ICE introduced the policy to detain pregnant women following an executive order from President Donald Trump in January 2017. Before that, pregnant migrants would be released automatically with orders to appear before an immigration judge at a later date. Some 16 senators say the new detention policy needs to be reversed.
"In the absence of compelling evidence that the detention of a pregnant woman is necessary because she is a threat to herself or others, or is a threat to public safety or national security, the civil detention of an expectant mother for potential immigration offenses is never justified," the letter to both ICE and Customs & Border Protection (CBP) reads.
The senators went on to say that they have received reports of "pregnant women having been denied access to medical care or receiving inadequate medical care while in ICE detention." The senators also write that some women have said they were mistreated by ICE and CBP officers, both physically and psychologically, and were "shackled around the stomach" while being transported.

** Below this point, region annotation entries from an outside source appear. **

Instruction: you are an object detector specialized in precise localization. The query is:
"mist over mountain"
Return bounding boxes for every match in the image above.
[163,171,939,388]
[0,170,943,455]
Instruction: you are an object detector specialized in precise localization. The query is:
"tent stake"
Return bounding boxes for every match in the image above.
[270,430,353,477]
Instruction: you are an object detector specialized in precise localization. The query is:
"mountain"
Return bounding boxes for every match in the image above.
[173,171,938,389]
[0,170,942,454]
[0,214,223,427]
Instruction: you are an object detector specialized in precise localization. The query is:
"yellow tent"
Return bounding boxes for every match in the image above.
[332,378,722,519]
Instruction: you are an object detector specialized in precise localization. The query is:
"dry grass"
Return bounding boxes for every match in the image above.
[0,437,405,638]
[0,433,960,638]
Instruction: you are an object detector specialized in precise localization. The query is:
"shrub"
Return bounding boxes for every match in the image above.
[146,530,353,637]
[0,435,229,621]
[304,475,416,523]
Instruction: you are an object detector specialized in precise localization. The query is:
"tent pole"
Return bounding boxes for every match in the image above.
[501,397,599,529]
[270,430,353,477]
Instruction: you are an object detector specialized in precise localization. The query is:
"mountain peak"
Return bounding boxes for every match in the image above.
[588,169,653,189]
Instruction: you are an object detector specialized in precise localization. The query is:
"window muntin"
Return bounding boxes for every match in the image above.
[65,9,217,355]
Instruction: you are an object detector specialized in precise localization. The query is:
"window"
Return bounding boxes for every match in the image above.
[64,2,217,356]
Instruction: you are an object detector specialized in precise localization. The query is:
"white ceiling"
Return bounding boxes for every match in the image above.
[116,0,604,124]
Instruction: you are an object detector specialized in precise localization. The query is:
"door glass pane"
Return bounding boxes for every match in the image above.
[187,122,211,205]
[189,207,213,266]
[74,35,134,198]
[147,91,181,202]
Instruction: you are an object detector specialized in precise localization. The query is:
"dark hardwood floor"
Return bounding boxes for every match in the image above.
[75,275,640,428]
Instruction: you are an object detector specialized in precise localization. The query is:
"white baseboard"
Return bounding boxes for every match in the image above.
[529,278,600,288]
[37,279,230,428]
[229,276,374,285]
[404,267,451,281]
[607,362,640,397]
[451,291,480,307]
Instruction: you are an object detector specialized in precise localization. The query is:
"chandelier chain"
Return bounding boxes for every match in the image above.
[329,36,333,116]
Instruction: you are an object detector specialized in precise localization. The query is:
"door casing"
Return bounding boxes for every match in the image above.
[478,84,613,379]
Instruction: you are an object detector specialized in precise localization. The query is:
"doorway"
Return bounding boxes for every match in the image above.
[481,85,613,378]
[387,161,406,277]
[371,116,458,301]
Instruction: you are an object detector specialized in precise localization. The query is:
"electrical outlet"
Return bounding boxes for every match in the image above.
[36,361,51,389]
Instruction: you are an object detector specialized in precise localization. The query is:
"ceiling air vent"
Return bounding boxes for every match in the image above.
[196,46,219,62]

Bustle has reached out to CBP for comment; ICE declined to comment on the senators' letter.
"Stories of pregnant women being mistreated or having their medical needs neglected while in [Department of Homeland Security] custody are unconscionable," Nevada Sen. Catherine Cortez Masto, who was the lead signature on the letter, said in a statement provided to NBC News. "These women need a safe environment and regular access to medical care, which ICE and CBP have failed to provide."
Via email, ICE provided Bustle with a general statement on medical care.
"ICE takes very seriously the health, safety and welfare of those in our care, the statement reads. "ICE is committed to ensuring the welfare of all those in the agency’s custody, including providing access to necessary and appropriate medical care. Comprehensive medical care is provided to all individuals in ICE custody." The statement also included information on what medical providers ICE contracts, and the total cost of $269 million a year.
An online FAQ says ICE doesn't generally detain women in their third term, though it says all detention is consistent with the law. ICE also wrote that "facilities will continue to provide onsite prenatal care and education, as well as remote access to specialists for pregnant women who remain in custody."
As for the Democrats' letter, Masto was joined by 15 others, including many 2020 candidates for the Democratic presidential nomination. Sens. Cory Booker, Kirsten Gillibrand, Kamala Harris, Amy Klobuchar, Bernie Sanders, and Elizabeth Warren all co-signed the letter.
The letter included a list of questions to ICE and CBP that the senators want answered by April 26. Among the questions are inquiries on the number of OB/GYNs available at different facilities, how many pregnant women are currently being held, and the procedures surrounding miscarriages.
"We cannot stand by while women are harmed by this administration’s inhumane policies," the letter reads. "We strongly urge ICE to reverse its decision and reinstate a policy of presumptive release for all pregnant women, and CBP to institute strong measures that ensure the timely and appropriate treatment of pregnant women in its custody."